The OEC: Facts about the language

oxford corpus image

 

The 20-volume historical Oxford English Dictionary is the largest record of words used in English, past and present. It contains words that are now obsolete or rare (such as xenagogue 'a person who guides strangers' and vicine 'neighbouring or adjacent') in addition to the latest coinages such as phishing and podcast.

The second edition of the OED, published in 1989 and consisting of twenty volumes, contains more than 615,000 entries, and the third, available online, is expanding all the time, with batches of 2,500 new and revised words and phrases being added in regular quarterly updates.

How many words are there in English?

It is a question often asked, but not so easily answered.

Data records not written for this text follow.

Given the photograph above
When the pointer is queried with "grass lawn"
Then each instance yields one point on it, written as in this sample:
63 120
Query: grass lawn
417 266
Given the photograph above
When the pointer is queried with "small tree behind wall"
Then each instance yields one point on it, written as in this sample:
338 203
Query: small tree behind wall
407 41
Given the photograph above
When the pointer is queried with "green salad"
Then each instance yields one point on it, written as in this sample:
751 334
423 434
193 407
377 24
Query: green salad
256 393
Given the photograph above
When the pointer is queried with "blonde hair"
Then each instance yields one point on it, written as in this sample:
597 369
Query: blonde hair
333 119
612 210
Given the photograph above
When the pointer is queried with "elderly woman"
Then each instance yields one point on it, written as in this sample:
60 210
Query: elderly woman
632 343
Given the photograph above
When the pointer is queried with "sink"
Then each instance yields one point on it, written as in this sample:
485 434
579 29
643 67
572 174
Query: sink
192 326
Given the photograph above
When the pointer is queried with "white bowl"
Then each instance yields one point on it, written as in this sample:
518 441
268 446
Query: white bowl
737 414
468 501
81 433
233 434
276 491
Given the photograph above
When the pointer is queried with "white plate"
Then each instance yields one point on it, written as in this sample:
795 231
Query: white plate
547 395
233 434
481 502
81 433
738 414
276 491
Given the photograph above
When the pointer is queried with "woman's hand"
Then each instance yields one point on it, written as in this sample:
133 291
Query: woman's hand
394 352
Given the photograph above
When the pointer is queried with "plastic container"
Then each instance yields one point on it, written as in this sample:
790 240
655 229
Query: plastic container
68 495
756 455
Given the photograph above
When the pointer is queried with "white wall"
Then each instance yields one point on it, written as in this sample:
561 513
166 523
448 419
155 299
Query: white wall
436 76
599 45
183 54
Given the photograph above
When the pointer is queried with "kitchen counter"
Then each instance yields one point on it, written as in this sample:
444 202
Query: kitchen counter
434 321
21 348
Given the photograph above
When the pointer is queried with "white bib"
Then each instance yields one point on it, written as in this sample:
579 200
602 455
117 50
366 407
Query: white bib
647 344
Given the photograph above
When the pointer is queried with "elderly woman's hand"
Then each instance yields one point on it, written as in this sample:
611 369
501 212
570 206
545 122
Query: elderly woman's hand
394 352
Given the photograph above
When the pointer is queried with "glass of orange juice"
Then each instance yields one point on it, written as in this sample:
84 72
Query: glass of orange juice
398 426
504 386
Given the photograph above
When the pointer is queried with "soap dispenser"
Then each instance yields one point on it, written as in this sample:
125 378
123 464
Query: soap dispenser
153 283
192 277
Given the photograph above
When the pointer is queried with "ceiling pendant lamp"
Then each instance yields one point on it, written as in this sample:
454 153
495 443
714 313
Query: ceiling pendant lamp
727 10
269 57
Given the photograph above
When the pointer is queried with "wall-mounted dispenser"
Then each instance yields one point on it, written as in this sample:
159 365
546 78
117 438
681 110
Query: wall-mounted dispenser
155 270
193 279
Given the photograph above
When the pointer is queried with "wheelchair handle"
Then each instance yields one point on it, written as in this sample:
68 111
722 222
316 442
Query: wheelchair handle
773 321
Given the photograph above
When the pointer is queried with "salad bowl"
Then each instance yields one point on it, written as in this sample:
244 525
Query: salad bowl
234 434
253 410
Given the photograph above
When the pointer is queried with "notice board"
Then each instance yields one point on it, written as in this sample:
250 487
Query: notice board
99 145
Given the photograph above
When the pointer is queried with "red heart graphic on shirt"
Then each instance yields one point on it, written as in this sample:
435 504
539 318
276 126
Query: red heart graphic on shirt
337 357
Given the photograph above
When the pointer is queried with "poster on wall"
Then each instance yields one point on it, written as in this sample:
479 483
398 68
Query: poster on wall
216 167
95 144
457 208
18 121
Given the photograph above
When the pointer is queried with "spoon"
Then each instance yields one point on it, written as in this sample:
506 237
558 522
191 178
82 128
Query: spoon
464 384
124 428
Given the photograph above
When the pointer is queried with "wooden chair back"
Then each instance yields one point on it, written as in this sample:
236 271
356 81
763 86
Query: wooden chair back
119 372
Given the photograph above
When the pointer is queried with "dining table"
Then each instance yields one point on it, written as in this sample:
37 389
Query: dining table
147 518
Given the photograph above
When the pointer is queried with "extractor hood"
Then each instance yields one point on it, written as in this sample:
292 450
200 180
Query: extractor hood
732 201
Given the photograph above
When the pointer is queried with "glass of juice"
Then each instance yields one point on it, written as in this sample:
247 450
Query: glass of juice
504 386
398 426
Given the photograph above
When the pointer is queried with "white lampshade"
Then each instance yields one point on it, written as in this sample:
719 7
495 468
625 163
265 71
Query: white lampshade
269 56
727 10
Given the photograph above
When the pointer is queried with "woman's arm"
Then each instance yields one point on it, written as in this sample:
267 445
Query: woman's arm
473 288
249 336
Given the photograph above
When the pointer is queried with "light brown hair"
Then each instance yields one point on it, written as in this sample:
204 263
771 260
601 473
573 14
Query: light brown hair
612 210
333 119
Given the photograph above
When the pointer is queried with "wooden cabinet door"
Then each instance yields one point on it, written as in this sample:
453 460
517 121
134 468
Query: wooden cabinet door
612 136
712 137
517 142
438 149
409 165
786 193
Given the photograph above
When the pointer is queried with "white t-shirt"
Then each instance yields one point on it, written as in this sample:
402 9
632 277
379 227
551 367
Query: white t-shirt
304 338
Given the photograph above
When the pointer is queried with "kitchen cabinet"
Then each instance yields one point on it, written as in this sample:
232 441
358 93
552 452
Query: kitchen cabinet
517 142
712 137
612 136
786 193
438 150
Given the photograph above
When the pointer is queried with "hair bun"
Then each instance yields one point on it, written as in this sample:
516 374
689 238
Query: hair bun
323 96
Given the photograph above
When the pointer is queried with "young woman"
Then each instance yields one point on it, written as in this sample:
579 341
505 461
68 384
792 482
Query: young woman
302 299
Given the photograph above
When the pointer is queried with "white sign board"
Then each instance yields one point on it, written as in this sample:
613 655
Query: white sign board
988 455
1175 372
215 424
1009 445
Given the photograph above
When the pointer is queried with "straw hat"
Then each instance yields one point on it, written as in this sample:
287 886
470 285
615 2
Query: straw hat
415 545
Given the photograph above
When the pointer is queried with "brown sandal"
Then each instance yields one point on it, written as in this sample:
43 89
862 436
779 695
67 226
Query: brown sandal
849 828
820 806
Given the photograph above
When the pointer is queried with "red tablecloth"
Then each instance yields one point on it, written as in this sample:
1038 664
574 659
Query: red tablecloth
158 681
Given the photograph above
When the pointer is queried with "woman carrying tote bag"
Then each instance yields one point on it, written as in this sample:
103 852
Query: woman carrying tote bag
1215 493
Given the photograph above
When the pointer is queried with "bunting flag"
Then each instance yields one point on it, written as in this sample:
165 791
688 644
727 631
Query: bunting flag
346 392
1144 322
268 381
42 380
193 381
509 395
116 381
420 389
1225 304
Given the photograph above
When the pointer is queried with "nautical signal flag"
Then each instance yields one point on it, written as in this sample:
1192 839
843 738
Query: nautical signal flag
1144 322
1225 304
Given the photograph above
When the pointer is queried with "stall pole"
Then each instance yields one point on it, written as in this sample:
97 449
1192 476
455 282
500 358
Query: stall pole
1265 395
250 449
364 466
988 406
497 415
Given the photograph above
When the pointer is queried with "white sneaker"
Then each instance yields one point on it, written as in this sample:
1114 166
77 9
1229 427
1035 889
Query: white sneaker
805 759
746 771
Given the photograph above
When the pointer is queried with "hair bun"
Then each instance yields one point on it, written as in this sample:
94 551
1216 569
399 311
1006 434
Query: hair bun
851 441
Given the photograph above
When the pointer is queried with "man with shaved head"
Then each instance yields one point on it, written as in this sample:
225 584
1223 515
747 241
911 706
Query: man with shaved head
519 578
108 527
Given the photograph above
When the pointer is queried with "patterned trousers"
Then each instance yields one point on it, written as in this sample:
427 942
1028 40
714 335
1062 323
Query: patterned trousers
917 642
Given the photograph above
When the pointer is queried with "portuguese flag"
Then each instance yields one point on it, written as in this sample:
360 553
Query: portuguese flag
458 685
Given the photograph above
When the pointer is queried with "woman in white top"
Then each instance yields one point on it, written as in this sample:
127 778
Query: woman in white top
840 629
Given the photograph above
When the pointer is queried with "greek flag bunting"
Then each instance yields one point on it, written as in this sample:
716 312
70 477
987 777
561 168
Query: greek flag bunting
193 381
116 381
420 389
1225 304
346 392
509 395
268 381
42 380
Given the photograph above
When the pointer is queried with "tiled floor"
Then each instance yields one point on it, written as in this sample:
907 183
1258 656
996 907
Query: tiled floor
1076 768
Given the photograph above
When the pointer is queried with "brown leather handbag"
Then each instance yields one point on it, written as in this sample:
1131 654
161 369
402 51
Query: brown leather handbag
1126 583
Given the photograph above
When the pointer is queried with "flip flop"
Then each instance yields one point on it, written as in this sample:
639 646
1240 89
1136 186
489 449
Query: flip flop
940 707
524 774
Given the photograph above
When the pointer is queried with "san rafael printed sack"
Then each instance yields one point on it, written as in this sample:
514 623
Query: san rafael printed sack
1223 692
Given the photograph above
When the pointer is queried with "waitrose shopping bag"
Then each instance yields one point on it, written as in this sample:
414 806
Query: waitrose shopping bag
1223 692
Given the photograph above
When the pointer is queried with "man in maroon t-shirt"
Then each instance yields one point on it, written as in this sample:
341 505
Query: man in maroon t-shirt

Even the OED does not set out to include every specialized technical term or slang or dialect expression ever used. New words are constantly being invented, developed from existing words, or adopted from other languages. Most will be used rarely, or only by a small group of people. This means that an unlimited number of words may occur in speech and writing which will never be recorded in even the largest dictionary.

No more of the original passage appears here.